Securing JDBC Connection
I have a linux box that acts as my client and makes a JDBC (thin) connection to an another Oracle box running on linux. My primary goal is to encrypt the connection since we have internal passwords that we pass over the wire and we don't want it to be in the clear.
Couple of questions?
When the applications first makes a JDBC connection, is the username/password in the clear, the JDBC connection? If so, is there a way I can encryt this. If its sent in the clear I guess anyone listening on the network would get the username/password to connect to the DB. Could you also point me to some documention where its says the connection string username and password is encrypted or not by deafult, etc.
Everything between the client and the DB I want to encrypt, is this possible in the driver level, I did the document on configuring the thin driver. Could anyone point me to detailed instructions as to where the property files are and what I need to change.
[984 byte] By [
yodarulesa] at [2007-10-2 11:11:20]
> When the applications first makes a JDBC connection,
> is the username/password in the clear, the JDBC
> connection?
Depends on the driver.
> If so, is there a way I can encryt this.
Depends on the driver. Check its documentation.
> If its sent in the clear I guess anyone listening on
> the network would get the username/password to
> connect to the DB. Could you also point me to some
> documention where its says the connection string
> username and password is encrypted or not by deafult,
> etc.
You can download various versions of the JDBC specification from this page: http://java.sun.com/products/jdbc/download.html
I can tell you (I just looked) that the JDBC 3.0 spec does not contain the word "encrypt". However it may use some other method of specifying that.
> Everything between the client and the DB I want to
> encrypt, is this possible in the driver level, I did
> the document on configuring the thin driver. Could
> anyone point me to detailed instructions as to where
> the property files are and what I need to change.
Check the driver documentation.
To answer your question specifically, yes, you can encrypt communications, including login between your client and an oracle server using the Oracle JDBC drivers. As the previous poster stated, check your driver documentation, it is very clearly described.

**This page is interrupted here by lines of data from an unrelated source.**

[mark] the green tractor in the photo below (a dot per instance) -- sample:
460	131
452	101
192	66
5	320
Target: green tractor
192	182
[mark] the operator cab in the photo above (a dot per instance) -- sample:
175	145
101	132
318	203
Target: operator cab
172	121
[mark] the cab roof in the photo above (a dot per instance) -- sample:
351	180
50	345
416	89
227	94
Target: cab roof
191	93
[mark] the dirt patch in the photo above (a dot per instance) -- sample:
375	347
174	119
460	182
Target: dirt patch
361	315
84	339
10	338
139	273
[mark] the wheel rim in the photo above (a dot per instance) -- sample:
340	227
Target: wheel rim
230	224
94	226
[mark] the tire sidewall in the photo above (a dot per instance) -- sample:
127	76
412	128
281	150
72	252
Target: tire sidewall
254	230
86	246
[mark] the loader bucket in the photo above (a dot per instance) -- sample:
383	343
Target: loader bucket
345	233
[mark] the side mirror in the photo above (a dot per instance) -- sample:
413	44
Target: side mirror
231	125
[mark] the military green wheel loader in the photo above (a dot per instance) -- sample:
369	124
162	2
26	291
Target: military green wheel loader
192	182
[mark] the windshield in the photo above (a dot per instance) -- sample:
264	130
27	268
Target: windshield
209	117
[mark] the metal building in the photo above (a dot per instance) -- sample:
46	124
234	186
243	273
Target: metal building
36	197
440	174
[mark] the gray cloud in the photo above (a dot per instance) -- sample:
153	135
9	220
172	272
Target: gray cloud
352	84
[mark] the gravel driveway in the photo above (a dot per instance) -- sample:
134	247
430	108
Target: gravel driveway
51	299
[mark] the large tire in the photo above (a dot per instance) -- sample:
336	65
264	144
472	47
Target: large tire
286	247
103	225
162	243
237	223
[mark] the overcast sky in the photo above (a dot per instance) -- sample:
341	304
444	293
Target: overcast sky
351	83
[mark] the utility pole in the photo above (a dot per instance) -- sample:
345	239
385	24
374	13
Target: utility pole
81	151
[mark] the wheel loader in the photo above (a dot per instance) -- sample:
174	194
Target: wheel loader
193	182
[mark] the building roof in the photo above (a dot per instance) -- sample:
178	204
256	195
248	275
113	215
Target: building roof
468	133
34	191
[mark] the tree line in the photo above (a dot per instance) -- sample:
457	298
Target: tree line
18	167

Since Oracle provides a type 3 (OCI) and type 4 (thin) driver, there are differences in implementation. I believe OCI encryption is enabled through the sqlnet.ora file, while the thin driver is implemented through proprietary Oracle classes. If you want to look this up on the Oracle website or through google, look for "Oracle Advanced Security".
What DrClap said...
and further, if the driver has support, it may also depend on settings of the database server. For example, the Oracle driver is capable of a few different modes of encryption, but the Oracle database (the listener, actually) absolutely has to also be enabled to accept those connection types, and that's not a default configuration.
http://download-west.oracle.com/docs/cd/B10501_01/java.920/a96654/advanc.htm#1024279
Regarding the discussion on Encryption of the first initial JDBC call, its encrypted as per the documentation.
http://download-west.oracle.com/docs/cd/A87860_01/doc/network.817/a85430/asojbdc.htm#1004635
I also verified by sniffing the network that the inital password on the connection string is encryted. Of course data after this is not.
Thanks eveyone for your input as well.